(Sorry folks this has nothing to do with tracking!)

We all spend hundreds of hours training our dog for trials: how can we be sure we are not taking the long road – wasting time unnecessarily?

There are a few facts of life that can help us to be more effective in our training. Here is a reminder a couple of those facts.

Learning quickly

When teaching your dog any new exercise, the sit for example, he will learn fastest if you reward him every time he does it. So if you are luring him with a titbit, or pushing his bum down to the floor, or clicking spontaneous sits, or whatever method you prefer, reward him every time – he will learn faster. Rewarding the dog every time in this way is known as a schedule of continuous reinforcement.

• Dogs (and other animals) learn faster on a continuous reinforcement schedule. - At the start of each new exercise reward every correct response.

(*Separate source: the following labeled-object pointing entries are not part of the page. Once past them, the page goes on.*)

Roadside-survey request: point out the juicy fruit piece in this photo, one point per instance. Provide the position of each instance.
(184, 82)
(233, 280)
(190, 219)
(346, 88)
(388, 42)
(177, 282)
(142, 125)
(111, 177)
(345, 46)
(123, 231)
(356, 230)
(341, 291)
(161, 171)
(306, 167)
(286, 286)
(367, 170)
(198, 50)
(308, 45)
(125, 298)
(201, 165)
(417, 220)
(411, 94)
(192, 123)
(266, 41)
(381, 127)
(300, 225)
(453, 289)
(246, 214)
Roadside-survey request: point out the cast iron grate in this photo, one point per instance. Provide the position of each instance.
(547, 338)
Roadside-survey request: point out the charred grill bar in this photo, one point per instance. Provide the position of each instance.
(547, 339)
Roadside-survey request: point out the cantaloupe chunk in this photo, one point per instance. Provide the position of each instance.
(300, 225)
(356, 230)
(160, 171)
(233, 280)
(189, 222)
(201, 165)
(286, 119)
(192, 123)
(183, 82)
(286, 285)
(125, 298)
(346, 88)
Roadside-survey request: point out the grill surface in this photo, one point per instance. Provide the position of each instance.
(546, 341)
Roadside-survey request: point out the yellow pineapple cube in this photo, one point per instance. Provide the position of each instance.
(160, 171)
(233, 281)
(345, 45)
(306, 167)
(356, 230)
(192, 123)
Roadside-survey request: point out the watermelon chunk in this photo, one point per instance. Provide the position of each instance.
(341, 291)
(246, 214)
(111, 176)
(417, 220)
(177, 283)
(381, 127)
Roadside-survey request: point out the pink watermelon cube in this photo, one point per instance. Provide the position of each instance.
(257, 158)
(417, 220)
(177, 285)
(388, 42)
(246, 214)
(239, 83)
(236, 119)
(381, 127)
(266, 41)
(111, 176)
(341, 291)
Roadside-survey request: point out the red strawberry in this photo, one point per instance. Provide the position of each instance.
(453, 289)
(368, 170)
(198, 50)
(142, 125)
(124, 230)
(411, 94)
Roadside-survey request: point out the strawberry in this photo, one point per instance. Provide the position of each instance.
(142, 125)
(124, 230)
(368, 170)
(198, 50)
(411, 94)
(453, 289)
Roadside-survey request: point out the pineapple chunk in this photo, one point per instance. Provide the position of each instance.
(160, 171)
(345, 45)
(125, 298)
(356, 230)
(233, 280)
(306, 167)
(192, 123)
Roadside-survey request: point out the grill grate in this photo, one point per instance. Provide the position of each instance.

A Continuous Reinforcement schedule can be abbreviated to CRF. That’s science for you – come up with a string of big words and then abbreviate it! Anyway for our purposes CRF means reward every correct response – titbit him every time he sits.

This may be the fastest way to teach a new exercise but beware it does have pitfalls. Many mums will remember praising their young children for using the toilet, how often do you hear a mother praising an eighteen year old for the same behaviour!

We must move on otherwise how can we teach more complex behaviours if the dog gets his reward just for sitting?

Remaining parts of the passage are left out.